"Quem se importa, afinal?", pensava eu.
"Eu me importo", respondia minha outra metade. E em meio a esse embate, a essa dicotomia que rachava minha alma ao meio, sem se importar com a integridade dos meus sentimentos, fui percebendo que era hora de voltar. Sim, pois as palavras, quem diria, logo as palavras, tão traiçoeiras, insinuosas e poderosas, sentiam falta de mim. Gritavam em agonia clamando por meu retorno. Mas havia as mudanças...
Onde estaria aquela inocência? Em que o universo havia me transformado? Por que aquela sede por sangue, pela desgraça, pelo infortúnio? Por que aquele desejo de se perder e nunca mais se achar? Por que tanta raiva? Por que tanto ódio? Por que tantos 'tantos'? Quando ia parar?
Ao passo que meu coração ia se contorcendo, espremendo um denso e sujo líquido para fora, meus olhos se abriam, e se abriam, e se abriam ainda mais, até que pude enxergar o horizonte iluminado que estava bem diante de mim. Rufos de tambores, o bater de asas e muita luz. O sol está nascendo. O sol sou eu, você, em forma de sorrisos. Os corações que se purificam iluminam a vida de alguns, que sorriem, purificam seus corações e iluminam as vidas de mais outros alguns. E assim se abrem os caminhos para a salvação.

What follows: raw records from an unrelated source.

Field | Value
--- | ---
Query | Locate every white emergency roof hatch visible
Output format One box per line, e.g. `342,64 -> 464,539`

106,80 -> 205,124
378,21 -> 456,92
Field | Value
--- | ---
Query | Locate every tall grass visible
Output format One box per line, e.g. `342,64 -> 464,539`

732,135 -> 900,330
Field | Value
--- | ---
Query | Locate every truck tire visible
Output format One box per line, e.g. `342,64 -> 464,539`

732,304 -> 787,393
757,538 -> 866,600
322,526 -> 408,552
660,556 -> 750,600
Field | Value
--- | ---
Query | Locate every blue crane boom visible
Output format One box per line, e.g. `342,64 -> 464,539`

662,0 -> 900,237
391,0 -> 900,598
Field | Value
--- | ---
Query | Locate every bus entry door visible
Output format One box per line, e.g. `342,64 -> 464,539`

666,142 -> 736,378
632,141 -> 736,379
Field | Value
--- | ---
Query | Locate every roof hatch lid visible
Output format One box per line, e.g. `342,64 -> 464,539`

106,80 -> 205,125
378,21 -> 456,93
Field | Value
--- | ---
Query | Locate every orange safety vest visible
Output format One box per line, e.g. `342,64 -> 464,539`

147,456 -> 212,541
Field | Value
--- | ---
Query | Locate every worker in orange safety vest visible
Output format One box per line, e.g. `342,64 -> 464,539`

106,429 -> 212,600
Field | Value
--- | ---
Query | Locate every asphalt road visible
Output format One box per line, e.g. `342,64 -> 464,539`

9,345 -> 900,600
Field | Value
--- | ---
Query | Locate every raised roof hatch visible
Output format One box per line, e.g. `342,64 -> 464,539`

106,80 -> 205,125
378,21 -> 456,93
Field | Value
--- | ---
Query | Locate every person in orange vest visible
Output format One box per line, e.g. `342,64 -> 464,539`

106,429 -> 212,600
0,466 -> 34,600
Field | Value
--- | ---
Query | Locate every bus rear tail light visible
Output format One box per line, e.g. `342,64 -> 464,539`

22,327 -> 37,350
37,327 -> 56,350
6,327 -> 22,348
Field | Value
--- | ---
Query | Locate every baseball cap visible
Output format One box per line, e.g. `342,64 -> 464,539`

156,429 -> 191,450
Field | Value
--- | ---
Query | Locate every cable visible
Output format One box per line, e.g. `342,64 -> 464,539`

Mas e as mudanças? Para o inferno com as mudanças! Eu quero mesmo é mudar. Sinta a dor e perceba que estão brotando asas em suas costas. O incômodo foi necessário e temporário, mas a liberdade será eterna. Para sempre voaremos em direção a luz, desde que possamos abrir os olhos e enxergar o horizonte luminoso que está diante de nós, em forma de sorrisos, em forma de gente, em forma de vida.